Blog: Questions on VW's corporate culture
Dave Leggett | 25 September 2015
It's been quite a week for Volkswagen. The unfolding diesel emissions scandal is one of those stories that, as journalists love to say, has legs. Not only does it have legs, but there are many layers and dimensions. Besides the immediate subject matter and corporate misbehaviour, there are questions raised about emissions testing regimes and the future of diesel, competitive marketplace implications and so on.

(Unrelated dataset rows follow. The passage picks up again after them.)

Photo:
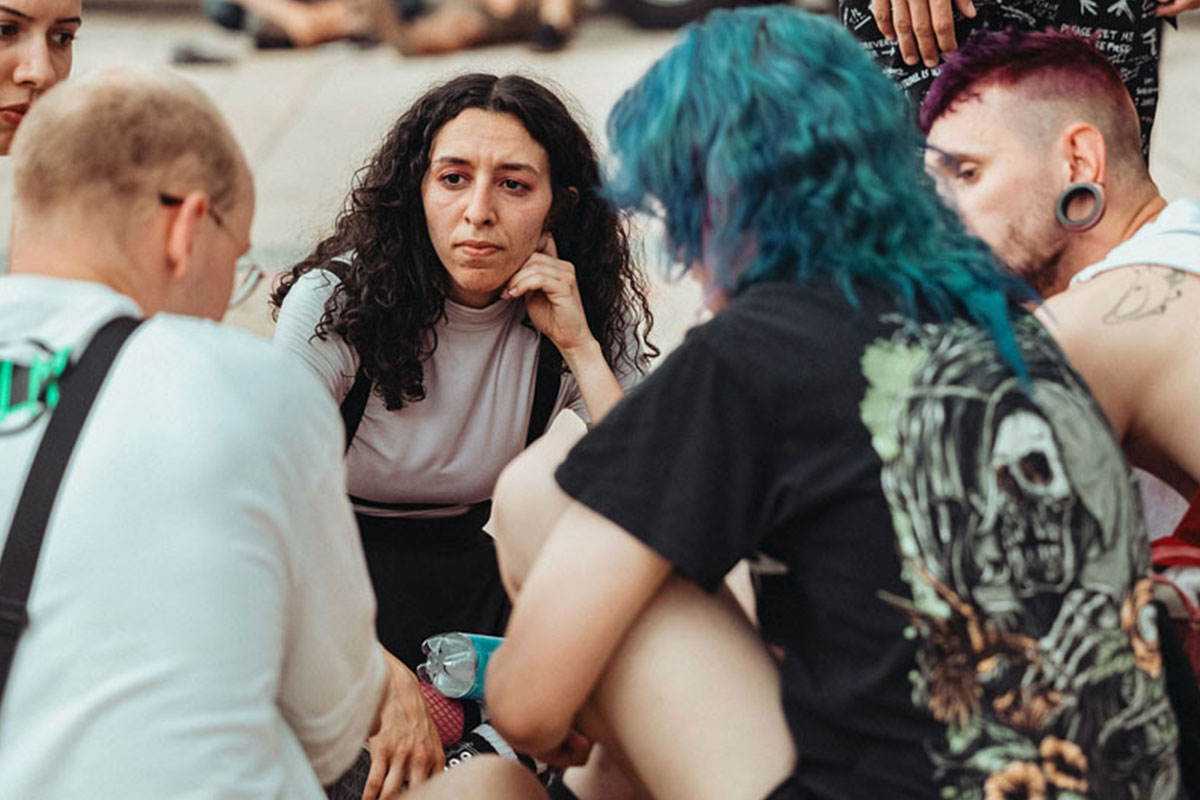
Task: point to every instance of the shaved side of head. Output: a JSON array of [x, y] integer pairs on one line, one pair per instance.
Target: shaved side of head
[[1053, 79], [117, 139]]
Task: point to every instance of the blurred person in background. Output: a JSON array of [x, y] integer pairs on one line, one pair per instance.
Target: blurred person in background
[[909, 38], [412, 26], [475, 286], [36, 46], [949, 563]]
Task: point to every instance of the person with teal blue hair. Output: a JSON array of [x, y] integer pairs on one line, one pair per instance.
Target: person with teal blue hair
[[952, 576]]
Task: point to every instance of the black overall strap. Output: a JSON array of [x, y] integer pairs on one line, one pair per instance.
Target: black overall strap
[[545, 389], [77, 391], [354, 404]]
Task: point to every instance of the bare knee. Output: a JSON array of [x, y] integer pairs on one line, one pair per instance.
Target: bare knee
[[485, 777], [526, 505]]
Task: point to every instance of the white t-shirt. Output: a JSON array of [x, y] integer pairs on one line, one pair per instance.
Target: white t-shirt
[[479, 384], [1171, 239], [202, 620]]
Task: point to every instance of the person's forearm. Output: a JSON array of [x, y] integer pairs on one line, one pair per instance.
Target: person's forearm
[[598, 384]]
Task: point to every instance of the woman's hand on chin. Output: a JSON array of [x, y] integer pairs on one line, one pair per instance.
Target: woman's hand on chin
[[552, 298]]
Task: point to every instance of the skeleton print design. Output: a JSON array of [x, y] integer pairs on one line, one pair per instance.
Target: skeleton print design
[[1021, 539]]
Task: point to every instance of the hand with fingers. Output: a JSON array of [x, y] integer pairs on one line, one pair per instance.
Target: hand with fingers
[[552, 298], [924, 29], [1175, 7], [406, 747]]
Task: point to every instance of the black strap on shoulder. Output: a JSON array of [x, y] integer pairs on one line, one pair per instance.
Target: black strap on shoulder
[[355, 404], [545, 390], [77, 391]]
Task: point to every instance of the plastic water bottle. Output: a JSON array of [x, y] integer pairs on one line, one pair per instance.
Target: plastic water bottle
[[456, 662]]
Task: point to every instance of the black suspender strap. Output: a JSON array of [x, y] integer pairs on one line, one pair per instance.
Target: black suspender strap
[[77, 391], [355, 404], [545, 389]]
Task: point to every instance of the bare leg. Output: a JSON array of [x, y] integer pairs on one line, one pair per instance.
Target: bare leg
[[691, 698], [487, 777]]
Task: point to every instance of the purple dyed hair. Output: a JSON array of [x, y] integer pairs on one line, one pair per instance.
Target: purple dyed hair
[[1055, 65]]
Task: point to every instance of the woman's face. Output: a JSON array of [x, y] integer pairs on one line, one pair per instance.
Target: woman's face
[[486, 198], [35, 53]]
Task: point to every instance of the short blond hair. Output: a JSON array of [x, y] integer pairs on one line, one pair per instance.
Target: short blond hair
[[119, 138]]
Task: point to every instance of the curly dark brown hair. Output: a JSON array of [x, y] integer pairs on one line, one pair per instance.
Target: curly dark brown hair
[[394, 293]]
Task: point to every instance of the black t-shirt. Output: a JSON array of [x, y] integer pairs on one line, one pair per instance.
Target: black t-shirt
[[952, 559]]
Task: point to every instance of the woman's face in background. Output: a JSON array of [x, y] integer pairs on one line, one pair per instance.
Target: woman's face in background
[[486, 196], [36, 42]]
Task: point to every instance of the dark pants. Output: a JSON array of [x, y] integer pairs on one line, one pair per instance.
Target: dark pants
[[432, 576]]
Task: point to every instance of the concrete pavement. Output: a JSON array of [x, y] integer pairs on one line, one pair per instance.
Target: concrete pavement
[[309, 119]]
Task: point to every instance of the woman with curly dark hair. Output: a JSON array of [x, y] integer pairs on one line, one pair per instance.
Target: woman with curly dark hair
[[475, 284]]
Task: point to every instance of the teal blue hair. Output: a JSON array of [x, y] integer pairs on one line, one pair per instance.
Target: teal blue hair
[[775, 150]]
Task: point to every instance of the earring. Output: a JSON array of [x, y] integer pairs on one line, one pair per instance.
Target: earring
[[1063, 205]]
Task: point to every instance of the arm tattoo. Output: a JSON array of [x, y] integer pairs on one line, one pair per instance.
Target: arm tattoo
[[1151, 293]]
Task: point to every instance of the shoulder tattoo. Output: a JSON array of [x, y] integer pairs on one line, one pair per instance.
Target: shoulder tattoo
[[1149, 295]]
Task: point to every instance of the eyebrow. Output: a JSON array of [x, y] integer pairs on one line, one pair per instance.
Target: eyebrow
[[951, 158], [22, 14], [511, 167]]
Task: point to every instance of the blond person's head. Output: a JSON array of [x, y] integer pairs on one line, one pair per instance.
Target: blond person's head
[[36, 43], [141, 164]]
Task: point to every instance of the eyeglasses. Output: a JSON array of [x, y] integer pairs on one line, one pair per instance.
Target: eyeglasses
[[247, 274]]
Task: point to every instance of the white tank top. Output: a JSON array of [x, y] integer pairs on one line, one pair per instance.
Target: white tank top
[[1173, 239]]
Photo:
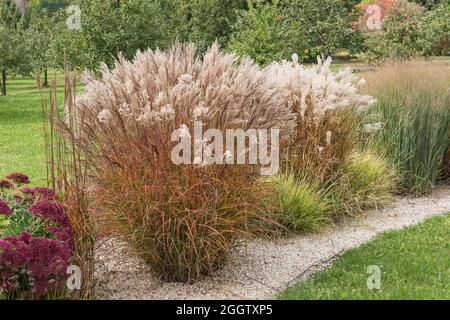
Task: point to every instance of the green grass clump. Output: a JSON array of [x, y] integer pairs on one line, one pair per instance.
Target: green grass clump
[[414, 264], [414, 107], [367, 181], [302, 205], [298, 204]]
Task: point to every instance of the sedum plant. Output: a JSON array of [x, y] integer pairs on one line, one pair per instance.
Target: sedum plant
[[36, 241]]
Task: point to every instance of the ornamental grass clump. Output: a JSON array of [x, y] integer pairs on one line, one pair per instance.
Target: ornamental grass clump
[[36, 243], [328, 106], [414, 108], [183, 219]]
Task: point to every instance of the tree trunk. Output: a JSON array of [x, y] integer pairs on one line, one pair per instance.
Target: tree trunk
[[3, 82], [45, 77]]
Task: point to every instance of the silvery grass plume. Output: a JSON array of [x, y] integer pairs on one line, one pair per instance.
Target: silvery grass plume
[[163, 90], [316, 91]]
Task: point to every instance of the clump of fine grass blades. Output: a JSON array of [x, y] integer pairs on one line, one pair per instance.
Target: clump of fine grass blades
[[299, 205], [366, 181], [414, 108], [182, 219]]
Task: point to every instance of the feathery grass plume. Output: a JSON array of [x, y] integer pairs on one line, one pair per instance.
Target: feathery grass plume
[[326, 105], [182, 219], [414, 108]]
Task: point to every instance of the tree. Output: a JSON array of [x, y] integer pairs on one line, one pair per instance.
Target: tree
[[110, 27], [435, 26], [400, 34], [201, 21], [14, 56], [323, 25], [262, 32]]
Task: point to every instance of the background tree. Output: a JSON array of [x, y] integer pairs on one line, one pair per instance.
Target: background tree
[[14, 53], [435, 26], [323, 25], [109, 27], [263, 33], [400, 34]]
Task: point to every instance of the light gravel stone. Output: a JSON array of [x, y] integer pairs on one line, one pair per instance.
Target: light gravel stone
[[264, 267]]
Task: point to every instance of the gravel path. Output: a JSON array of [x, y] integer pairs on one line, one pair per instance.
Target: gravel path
[[264, 267]]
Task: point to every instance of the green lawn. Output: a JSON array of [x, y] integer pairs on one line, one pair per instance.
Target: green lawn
[[414, 263], [21, 134]]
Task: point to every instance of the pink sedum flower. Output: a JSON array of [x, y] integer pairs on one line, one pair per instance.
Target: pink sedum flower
[[19, 178], [6, 184], [4, 208]]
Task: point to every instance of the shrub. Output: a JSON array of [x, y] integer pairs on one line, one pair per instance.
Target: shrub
[[298, 204], [327, 106], [35, 243], [182, 219], [414, 107]]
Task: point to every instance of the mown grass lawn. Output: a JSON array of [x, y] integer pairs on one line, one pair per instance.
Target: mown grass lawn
[[21, 134], [414, 263]]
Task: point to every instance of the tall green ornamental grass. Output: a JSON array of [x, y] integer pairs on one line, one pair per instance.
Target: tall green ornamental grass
[[414, 109]]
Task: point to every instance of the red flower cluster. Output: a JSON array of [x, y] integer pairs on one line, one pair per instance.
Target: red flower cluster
[[4, 208], [54, 211], [43, 261], [39, 193], [30, 266], [6, 184], [19, 178]]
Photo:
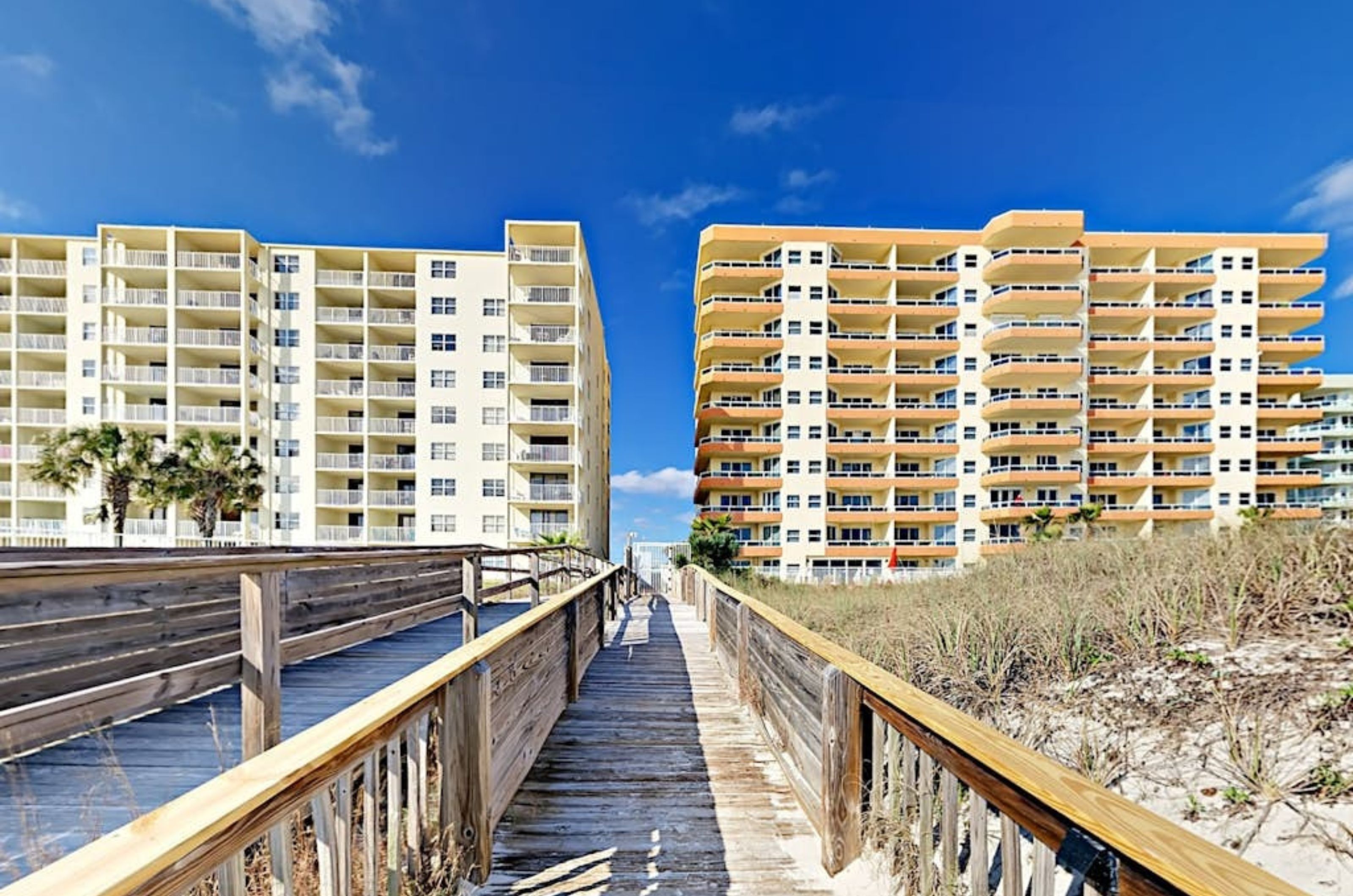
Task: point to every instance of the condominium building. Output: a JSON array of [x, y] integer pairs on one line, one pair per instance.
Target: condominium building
[[1332, 466], [394, 396], [868, 392]]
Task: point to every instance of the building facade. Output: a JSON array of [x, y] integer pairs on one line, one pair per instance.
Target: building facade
[[869, 392], [1332, 465], [394, 396]]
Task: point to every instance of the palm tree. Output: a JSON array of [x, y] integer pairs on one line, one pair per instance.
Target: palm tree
[[213, 474], [1087, 515], [121, 459], [1042, 526]]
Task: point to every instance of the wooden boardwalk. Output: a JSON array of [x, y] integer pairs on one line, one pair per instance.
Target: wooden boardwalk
[[657, 781], [67, 795]]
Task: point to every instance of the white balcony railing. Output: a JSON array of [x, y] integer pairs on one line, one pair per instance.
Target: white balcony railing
[[210, 260]]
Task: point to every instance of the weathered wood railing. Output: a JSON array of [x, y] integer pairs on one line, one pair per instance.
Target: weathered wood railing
[[405, 784], [114, 634], [954, 804]]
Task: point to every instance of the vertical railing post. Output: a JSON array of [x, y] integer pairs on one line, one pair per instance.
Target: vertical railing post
[[844, 769], [466, 787], [260, 653], [470, 572]]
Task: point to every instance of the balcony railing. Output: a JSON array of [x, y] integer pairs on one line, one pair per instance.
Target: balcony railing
[[339, 461], [208, 415], [208, 300], [339, 278], [542, 255], [210, 260], [392, 279]]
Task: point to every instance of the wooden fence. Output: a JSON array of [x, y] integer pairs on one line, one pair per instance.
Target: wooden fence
[[403, 786], [956, 806], [115, 634]]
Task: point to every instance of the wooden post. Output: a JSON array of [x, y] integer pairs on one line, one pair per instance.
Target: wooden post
[[572, 649], [466, 770], [745, 673], [844, 753], [260, 651], [470, 589], [535, 580]]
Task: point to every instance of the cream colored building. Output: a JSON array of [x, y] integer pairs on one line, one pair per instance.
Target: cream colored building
[[394, 396], [861, 392]]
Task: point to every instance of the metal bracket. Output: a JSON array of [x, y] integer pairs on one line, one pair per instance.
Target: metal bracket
[[1088, 863]]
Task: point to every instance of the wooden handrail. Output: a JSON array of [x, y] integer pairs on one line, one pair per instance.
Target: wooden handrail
[[1045, 798], [208, 829]]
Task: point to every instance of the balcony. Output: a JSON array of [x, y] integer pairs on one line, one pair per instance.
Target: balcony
[[208, 300], [339, 461], [393, 317], [209, 415], [546, 454], [392, 354], [339, 497], [41, 416], [339, 278], [1034, 298], [393, 462], [137, 375], [209, 260], [392, 499], [41, 305], [392, 281], [123, 258]]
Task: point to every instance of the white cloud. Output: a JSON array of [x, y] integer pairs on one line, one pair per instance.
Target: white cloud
[[803, 179], [773, 117], [669, 481], [38, 67], [1329, 202], [313, 78], [14, 209], [657, 210]]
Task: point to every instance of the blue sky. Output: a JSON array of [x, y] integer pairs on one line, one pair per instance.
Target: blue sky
[[409, 122]]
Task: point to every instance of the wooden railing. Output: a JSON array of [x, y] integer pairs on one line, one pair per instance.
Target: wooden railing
[[956, 806], [404, 786], [115, 634]]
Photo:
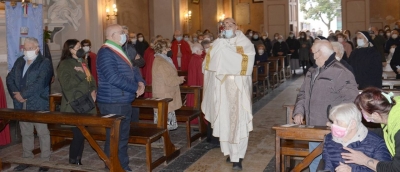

As VW Group gets ready to fire some senior people and put a new CEO in charge, I wonder what the new CEO will have to say about the culture at Volkswagen? Volkswagen, let's remind ourselves is a behemoth of a company part-owned by the state of Lower-Saxony. It's a venerable corporate institution with lots of history. It owns plenty of brands and is an industrial giant with plants all over the world (under Winterkorn, its global manufacturing footprint got even bigger). But there is a nagging question that the new CEO would do well to acknowledge. Has the company culture suffered as becoming the global number one became the over-arching objective? Has the drive for volume and scale meant, for example, that the company has overlooked structural reforms? The company employs a staggering 592,000 people according to the Fortune 500 listing. General Motors (2014 production 9.6m vs a comparable VW Group 9.8m vehicles)? 216,000. That's quite a difference.
Over the years there has been plenty of talk of increased productivity in Germany, but the suspicion is that there is still plenty of over-manning, that the cost base is still too high, as is the level of vertical integration. Dealing with that issue is easier said than done, of course. It might be doubly difficult when you consider that the local regional government owns a big stake and a supervisory board with union reps on it controls the company (I am a fan of Germany's industrial consensus model, but it's not perfect). Maybe that has even helped to foster a kind of hubris in the company culture (prostitutes in Brazil are springing to mind) and, in that context, perhaps we can see how the conditions for something like the current 'dieselgate' scandal are created. Grand old patriarch Piech may have also helped to build that culture, that sense that VW is different from other companies, over many years. If the new guy really wants a 'fresh start' he may want to talk openly about such things, the need to change the culture. Maybe it's a bit like a need for what happened at Ford under Alan Mulally with a new energy needed, a real break with what went before. If he doesn't, then maybe the culture will simply quietly carry on, business as usual, but slightly more bowed.